I would actually like to take a minute to recomend this type of exchange to anyone learning any language. No really. Sitting in school memorizing grammatical constructs is all well and good, but actually using it on people is a whole other world. A terrible, scary world wherein you feel as stupid as a particularly dim child, where all your ideas and thoughts are worth as little as the pitifully small number of words in your vocabulary. The best phrase to learn is "There is something I would like to say, but I do not have the skill". It sucks, and yet it is also undeniably awsome.

It gives you the confidence to fuck up. It gives you practise in pulling words out of your ass without a dictionary, and shows you just how much you need to work on something before you're able to use it in the field. If you're like me and enjoy feeling at least marginally more intelligent than a door handle, being a total bumbling lingual idiot is gonna take some getting used to, and the only way to do that is to, well, do it. Exposure, I think, is the word I'm looking for. As they said on GPod, "languages aren't learned, they're acquired".

I am going to continue this in Tokyo if I can, and even when I go back to Norway. So I don't lose what I'm working for here to the limitations of my frankly terrible long term memory.

Learning Japanese the fun way: "This one means alcohol, right, and that one... different kind of alcohol, yeah? Oooh, I spy with my little eye something that means beer."

"But Han-Silly, what about the cold you got?", none of you asked.

Well, all this has been fun and good, but it has also been totally exhausting. And of course me being me, I just had to go and ask to be moved up a class in school. This same week. You know, just to see if I can do it. The school said yes, gave me a metric butt-ton of homework and sent me on my merry way.

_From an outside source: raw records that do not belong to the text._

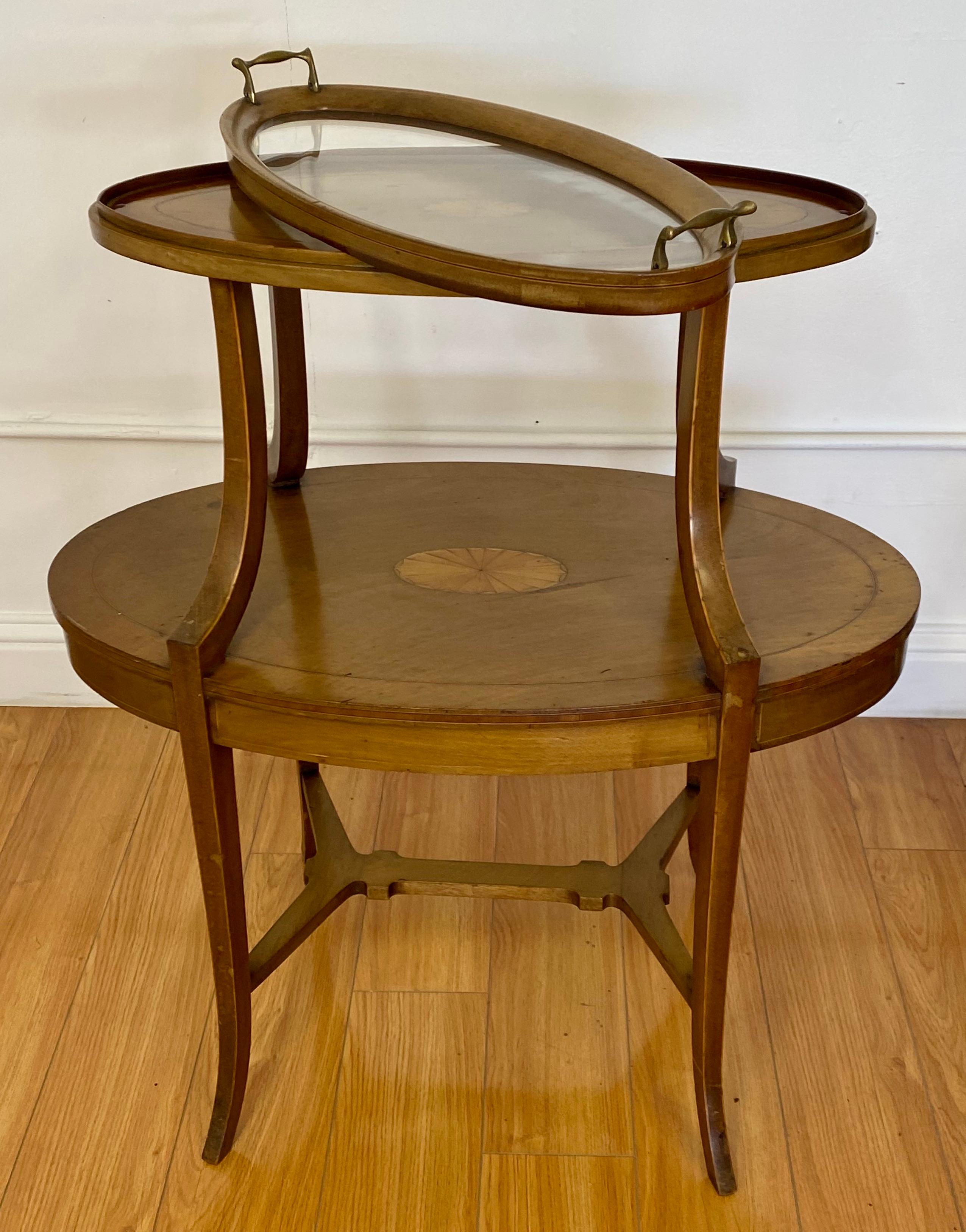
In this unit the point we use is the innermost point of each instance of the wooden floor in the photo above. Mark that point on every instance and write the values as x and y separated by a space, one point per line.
451 1066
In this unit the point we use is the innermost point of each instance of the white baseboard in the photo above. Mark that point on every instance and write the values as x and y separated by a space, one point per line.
205 428
35 670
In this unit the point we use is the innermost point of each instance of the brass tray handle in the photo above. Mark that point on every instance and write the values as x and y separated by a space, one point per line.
244 68
709 219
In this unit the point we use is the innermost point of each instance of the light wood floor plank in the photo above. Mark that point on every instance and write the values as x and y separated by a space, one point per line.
905 783
557 1077
955 730
669 1160
25 736
922 896
270 1182
863 1145
557 1194
406 1139
112 1098
432 944
57 870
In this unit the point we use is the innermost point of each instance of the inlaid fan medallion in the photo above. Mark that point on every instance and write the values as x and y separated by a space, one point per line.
481 571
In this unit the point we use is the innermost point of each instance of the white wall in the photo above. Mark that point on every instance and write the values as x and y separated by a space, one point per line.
844 385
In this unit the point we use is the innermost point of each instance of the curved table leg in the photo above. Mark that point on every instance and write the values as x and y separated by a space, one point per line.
718 831
211 788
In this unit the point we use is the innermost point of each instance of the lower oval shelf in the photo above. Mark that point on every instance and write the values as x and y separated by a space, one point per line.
542 630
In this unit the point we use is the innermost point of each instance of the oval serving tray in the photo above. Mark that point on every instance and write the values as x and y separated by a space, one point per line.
484 200
198 221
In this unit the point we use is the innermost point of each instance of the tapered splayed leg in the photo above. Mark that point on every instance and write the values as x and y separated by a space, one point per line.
694 829
211 787
718 828
309 833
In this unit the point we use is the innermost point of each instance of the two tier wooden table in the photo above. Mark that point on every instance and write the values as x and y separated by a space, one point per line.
475 618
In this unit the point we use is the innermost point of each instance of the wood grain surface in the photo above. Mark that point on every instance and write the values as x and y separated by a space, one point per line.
196 220
429 1109
601 671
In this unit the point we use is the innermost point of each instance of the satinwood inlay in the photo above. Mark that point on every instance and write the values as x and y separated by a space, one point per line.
481 571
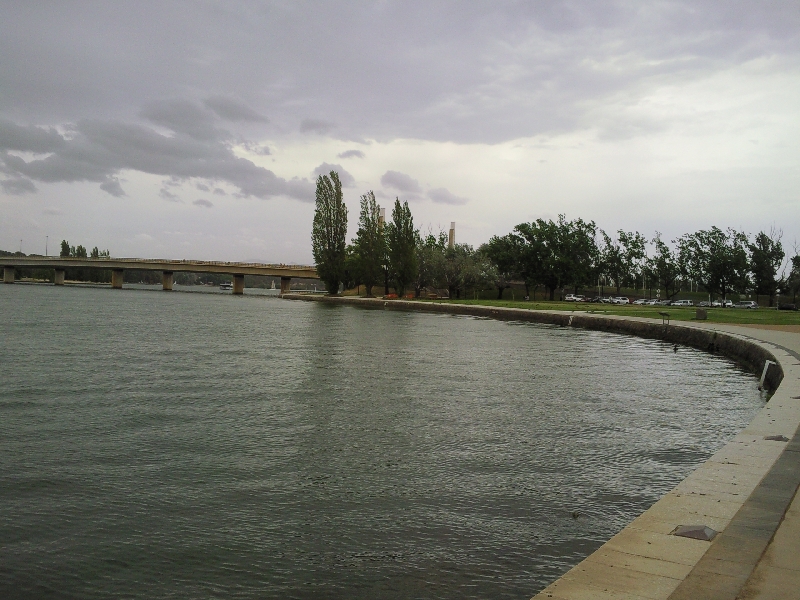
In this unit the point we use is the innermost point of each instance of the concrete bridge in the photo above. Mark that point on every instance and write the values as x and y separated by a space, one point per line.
117 267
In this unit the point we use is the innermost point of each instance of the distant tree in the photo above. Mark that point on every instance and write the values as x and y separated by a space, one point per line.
715 258
566 251
401 239
370 243
532 252
766 257
458 271
329 230
505 254
430 261
663 267
792 282
352 268
620 259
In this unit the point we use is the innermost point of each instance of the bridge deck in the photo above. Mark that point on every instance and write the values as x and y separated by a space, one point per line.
157 264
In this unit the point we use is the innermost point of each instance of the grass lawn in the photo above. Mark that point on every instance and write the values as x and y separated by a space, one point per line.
763 316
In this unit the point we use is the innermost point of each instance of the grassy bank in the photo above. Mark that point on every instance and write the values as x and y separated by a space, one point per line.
763 316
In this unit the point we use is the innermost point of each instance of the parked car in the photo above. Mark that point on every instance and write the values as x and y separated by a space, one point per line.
746 304
721 304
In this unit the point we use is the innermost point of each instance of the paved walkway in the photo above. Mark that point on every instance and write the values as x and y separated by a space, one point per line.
747 491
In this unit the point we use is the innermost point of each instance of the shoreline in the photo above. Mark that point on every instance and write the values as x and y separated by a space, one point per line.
746 491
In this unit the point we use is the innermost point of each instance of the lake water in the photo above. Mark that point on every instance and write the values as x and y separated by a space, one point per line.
201 445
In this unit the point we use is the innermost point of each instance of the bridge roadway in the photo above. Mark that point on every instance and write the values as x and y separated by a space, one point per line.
117 267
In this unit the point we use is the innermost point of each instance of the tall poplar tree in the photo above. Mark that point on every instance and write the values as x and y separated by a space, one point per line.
401 238
370 244
329 230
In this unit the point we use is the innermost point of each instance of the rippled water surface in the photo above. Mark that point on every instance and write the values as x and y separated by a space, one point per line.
178 445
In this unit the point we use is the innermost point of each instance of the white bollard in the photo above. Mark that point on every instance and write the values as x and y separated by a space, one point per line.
764 374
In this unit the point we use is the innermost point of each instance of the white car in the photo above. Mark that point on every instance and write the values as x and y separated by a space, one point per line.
746 304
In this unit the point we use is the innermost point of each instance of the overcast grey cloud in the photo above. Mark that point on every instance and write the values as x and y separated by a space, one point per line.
233 110
401 182
345 177
317 126
97 150
351 154
444 196
606 110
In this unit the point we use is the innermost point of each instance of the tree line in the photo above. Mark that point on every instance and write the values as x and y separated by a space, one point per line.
556 255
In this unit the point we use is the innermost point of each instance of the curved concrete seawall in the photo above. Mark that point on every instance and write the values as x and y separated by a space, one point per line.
746 492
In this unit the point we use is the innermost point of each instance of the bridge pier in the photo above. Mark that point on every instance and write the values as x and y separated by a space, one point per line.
238 284
285 283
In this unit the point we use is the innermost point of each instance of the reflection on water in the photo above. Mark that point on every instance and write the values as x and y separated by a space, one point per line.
199 445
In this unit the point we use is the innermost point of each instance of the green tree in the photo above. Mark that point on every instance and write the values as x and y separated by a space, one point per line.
458 271
715 258
430 261
505 254
567 252
621 259
370 243
531 254
792 282
401 239
329 231
664 267
766 257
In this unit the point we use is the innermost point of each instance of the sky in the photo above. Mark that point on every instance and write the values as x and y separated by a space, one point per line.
197 129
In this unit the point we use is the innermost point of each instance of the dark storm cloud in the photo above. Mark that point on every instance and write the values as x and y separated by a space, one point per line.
315 126
39 140
401 182
98 150
233 110
443 71
351 154
17 186
182 116
345 177
444 196
113 187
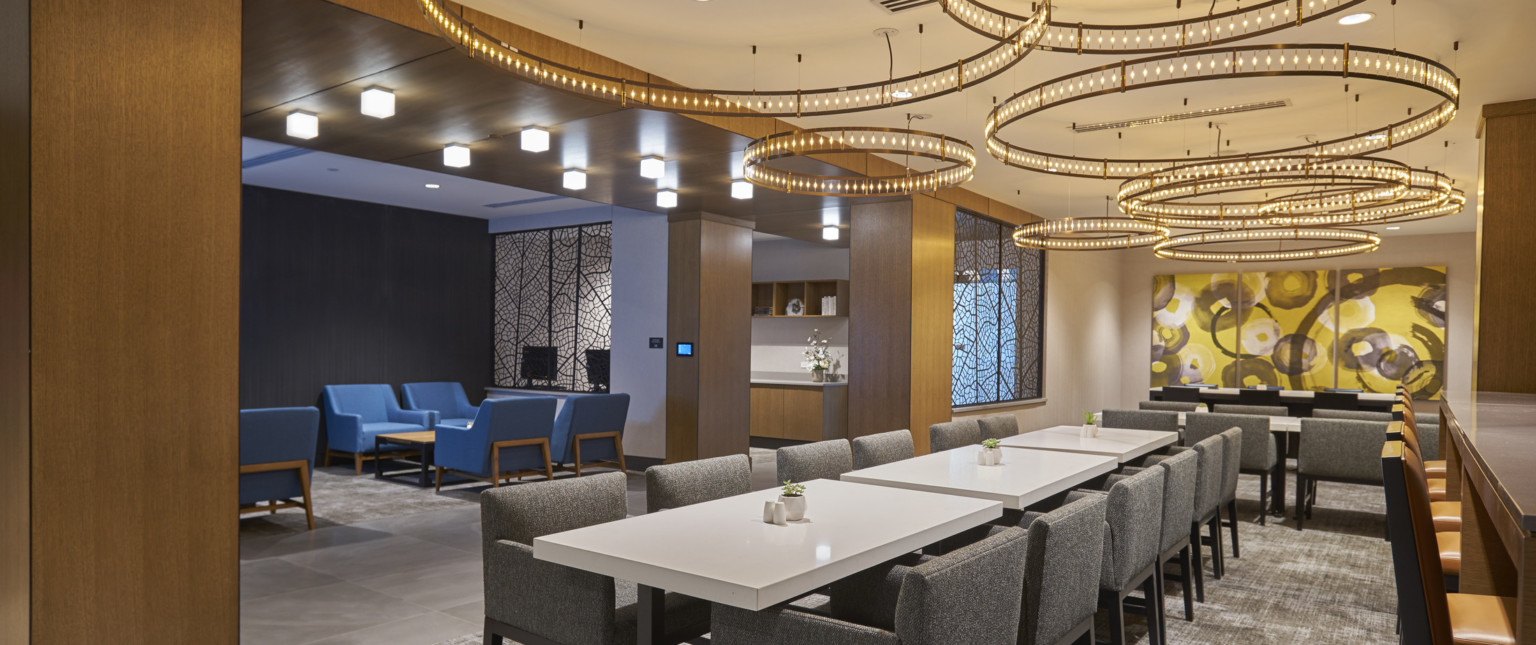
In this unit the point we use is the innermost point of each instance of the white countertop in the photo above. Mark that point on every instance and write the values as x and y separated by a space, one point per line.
722 550
796 378
1023 478
1115 443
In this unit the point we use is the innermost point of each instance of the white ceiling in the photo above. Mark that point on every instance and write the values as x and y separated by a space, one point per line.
301 169
708 45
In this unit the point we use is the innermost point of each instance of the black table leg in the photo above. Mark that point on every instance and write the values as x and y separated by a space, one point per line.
652 616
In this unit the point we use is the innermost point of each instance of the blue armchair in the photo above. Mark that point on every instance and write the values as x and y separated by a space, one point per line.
507 438
582 426
444 398
277 453
355 413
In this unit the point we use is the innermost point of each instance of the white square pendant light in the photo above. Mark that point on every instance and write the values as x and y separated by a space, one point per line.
653 168
535 138
378 103
303 125
455 155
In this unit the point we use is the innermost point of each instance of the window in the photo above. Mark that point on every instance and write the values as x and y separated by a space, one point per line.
999 315
553 297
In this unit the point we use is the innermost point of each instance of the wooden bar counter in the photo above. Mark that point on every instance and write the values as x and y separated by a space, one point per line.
1492 444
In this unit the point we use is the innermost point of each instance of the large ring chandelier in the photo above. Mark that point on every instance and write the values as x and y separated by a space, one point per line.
1327 243
1089 234
957 162
1203 31
1264 60
738 102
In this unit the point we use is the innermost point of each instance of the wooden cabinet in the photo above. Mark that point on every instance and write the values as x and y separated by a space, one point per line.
799 412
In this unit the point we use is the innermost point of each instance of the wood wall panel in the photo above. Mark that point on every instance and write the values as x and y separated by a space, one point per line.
1506 235
16 211
880 324
135 298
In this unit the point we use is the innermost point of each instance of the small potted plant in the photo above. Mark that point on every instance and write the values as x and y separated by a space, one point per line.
793 498
991 453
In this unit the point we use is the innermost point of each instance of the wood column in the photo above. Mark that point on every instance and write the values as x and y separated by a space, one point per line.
902 324
123 200
708 303
1506 303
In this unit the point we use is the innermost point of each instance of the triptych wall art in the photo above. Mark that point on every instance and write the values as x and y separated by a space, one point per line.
1367 329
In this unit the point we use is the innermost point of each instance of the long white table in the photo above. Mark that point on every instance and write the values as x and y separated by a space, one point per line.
722 552
1115 443
1023 478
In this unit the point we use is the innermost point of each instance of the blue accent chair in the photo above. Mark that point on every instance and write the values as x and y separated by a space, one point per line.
355 413
507 438
444 398
277 453
582 427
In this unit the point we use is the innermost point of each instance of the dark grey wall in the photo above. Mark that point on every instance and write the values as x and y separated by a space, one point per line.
337 292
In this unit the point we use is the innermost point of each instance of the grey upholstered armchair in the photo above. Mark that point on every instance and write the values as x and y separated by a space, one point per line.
532 601
882 449
953 435
672 486
969 596
822 459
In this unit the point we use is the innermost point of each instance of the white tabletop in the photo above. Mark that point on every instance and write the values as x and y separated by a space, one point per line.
1117 443
722 550
1023 478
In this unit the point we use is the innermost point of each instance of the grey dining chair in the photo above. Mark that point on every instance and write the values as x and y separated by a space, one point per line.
953 435
969 596
882 449
536 601
822 459
672 486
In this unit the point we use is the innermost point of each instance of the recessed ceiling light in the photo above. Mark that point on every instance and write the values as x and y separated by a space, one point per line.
378 103
456 155
535 138
303 125
653 168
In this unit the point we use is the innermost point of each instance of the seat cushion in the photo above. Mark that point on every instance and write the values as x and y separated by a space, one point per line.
1481 619
1447 516
1450 552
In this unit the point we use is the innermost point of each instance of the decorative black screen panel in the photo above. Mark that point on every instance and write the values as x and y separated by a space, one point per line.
999 314
553 297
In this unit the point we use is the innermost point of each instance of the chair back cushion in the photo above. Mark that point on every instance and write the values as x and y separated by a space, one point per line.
672 486
1169 406
969 596
1140 420
999 426
1341 449
953 435
822 459
882 449
1062 567
1258 443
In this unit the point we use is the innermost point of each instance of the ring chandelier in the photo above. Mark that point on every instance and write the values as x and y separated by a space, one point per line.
1266 60
1089 234
1203 31
957 160
1329 243
734 102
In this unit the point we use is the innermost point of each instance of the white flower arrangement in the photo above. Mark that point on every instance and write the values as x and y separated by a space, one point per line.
816 353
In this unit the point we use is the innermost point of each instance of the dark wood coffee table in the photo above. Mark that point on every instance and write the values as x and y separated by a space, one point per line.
423 443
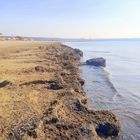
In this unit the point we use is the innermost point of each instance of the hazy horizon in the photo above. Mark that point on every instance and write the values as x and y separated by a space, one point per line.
90 19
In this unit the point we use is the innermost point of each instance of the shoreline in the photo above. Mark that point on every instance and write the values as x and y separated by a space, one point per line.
57 106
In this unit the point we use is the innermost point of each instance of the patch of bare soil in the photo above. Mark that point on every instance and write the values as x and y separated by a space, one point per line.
42 96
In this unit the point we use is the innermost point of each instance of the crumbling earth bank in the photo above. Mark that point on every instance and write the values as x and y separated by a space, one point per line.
48 101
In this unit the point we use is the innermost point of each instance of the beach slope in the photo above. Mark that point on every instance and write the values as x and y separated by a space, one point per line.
41 95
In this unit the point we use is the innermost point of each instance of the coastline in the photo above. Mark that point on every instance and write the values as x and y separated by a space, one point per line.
49 100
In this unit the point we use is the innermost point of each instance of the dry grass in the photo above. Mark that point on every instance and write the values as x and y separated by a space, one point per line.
17 61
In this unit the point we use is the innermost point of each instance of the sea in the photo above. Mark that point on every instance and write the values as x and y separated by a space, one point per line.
117 86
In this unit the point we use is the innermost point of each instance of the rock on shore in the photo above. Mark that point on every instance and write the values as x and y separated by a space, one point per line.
48 101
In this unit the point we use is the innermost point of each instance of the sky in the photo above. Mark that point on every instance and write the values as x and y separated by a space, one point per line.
71 18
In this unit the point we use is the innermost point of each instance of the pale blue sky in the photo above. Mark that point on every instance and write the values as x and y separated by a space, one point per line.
71 18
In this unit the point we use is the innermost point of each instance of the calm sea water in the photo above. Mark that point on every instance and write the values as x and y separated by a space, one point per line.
117 87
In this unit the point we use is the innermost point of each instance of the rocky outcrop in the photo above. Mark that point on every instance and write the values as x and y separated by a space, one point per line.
97 62
53 105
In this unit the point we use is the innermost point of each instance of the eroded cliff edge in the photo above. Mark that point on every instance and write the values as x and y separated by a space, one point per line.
48 100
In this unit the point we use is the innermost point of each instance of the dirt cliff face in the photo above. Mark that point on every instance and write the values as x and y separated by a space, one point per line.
42 96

So to catch up with that class I've been doing about a months worth of learning as well as these language exchange thingies on top of my own regular schoolwork.

Suffice to say I've been stretching myself a little thin latelly... And of course it couldn't last.

After three hours of belting out Karaoke classics (sober!) on Wednesday I woke up with a painful throat and runny nose on Thursday. The following night was butt-tastically cold, and on Friday I was running a low fever. Seriously, these Japanese houses. I love my room to death, but it is made of 50% aircondition and drafts. I of course went to school anyway, because I was raised in a household where, if you had any limbs still attached, unless your liver had exploded and your head fallen off, you would go to school. No mercy for a minor head-cold.

But after school I was feeling like David Beckham's high school gym socks and my nose was dripping like a bad analogy. It was time to go home and stay there. Went by the conbini to get some provisions, and since this was a problem much too serious for one nikuman to handle,


I bought two. Also got myself the best cold medicine available anywhere in the world,


a 30NOK bottle of bad whisky from 7/11. As a good man once said, "When you have a cold, alcohol won't do a thing to help, but it will make being sick a whole lot funnier". And it totally worked!